«Vogliamo subito chiarezza o la protesta torna in piazza»
Non si placa l'ondata di sdegno e sorpresa suscitata dalla notizia degli errori compiuti dalla polizia municipale nel corso delle indagini per la morte di Sylvester. A lanciare il durissimo j'accuse...
Non si placa l'ondata di sdegno e sorpresa suscitata dalla notizia degli errori compiuti dalla polizia municipale nel corso delle indagini per la morte di Sylvester.
A lanciare il durissimo j'accuse nei confronti di Comune e Seta sono gli "Studenti organizzati", che dalla pagina del loro blog chiedono agli enti coinvolti di assumersi le proprie responsabilità e di fare luce su quel che è realmente accaduto il 18 gennaio scorso.
«Ci viene svelato che dopo due mesi dall'inizio delle indagini - scrivono - queste si siano basate su prove del tutto superflue, poiché autista e autobus sul quale si è verificato l'accaduto non sono in realtà quelli forniti alle autorità; ma bensì un altro mezzo, che fino a pochi giorni fa ha continuato a viaggiare indisturbato.
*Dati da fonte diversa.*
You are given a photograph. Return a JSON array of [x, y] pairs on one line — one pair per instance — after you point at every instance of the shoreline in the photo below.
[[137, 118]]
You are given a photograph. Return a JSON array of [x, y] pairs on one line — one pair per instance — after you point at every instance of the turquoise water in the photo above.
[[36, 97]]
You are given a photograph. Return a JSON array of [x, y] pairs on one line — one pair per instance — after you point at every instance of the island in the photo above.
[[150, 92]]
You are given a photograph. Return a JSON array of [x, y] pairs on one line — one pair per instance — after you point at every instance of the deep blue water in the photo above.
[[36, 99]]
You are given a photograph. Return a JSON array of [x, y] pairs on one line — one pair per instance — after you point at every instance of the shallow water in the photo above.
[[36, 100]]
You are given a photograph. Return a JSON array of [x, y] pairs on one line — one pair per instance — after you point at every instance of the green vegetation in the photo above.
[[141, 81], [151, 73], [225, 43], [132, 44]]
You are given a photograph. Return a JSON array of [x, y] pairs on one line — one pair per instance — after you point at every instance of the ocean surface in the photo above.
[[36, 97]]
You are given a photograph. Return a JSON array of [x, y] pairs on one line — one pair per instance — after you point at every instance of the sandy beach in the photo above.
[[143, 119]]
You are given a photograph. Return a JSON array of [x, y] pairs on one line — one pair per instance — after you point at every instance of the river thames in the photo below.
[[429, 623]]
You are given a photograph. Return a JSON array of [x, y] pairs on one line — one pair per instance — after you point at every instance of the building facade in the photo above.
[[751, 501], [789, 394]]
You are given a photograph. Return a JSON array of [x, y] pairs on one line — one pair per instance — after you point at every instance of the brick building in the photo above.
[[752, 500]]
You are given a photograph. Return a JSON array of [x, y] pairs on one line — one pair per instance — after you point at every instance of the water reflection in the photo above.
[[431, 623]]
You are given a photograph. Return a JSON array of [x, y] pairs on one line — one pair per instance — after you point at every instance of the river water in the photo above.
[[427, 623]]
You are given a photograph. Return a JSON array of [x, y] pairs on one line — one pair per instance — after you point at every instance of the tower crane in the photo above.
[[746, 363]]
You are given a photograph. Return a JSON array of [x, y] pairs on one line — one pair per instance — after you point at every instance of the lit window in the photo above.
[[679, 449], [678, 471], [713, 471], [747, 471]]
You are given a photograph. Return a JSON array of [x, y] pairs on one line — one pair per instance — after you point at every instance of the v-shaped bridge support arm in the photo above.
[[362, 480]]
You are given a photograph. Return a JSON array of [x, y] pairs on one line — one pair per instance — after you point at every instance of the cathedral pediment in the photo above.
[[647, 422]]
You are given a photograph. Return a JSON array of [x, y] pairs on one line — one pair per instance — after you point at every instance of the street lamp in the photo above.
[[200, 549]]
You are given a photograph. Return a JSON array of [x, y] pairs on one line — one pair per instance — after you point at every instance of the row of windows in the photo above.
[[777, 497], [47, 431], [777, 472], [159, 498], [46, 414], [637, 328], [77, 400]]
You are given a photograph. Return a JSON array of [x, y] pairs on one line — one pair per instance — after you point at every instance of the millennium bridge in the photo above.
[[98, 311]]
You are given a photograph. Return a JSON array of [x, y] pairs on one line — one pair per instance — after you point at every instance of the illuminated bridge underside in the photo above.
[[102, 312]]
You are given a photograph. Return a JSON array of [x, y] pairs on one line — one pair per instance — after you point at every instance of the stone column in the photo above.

Come è possibile - aggiungono - che dentro l'azienda tutto sia rimasto quieto e inconsapevole?».
Gli Studenti organizzati domandano alle autorità «la stessa chiarezza con la quale il 18 Gennaio, in migliaia nelle strade abbiamo accusato Comune e Seta di aver spezzato una giovane vita a causa di anni di mal gestione del trasporto, di tagli e negligenze, e non per un'incidente dovuto al caso» e concludono chiedendo «una chiara azione», dicendosi pronti in caso contrario a scendere di nuovo in piazza. (d.v.)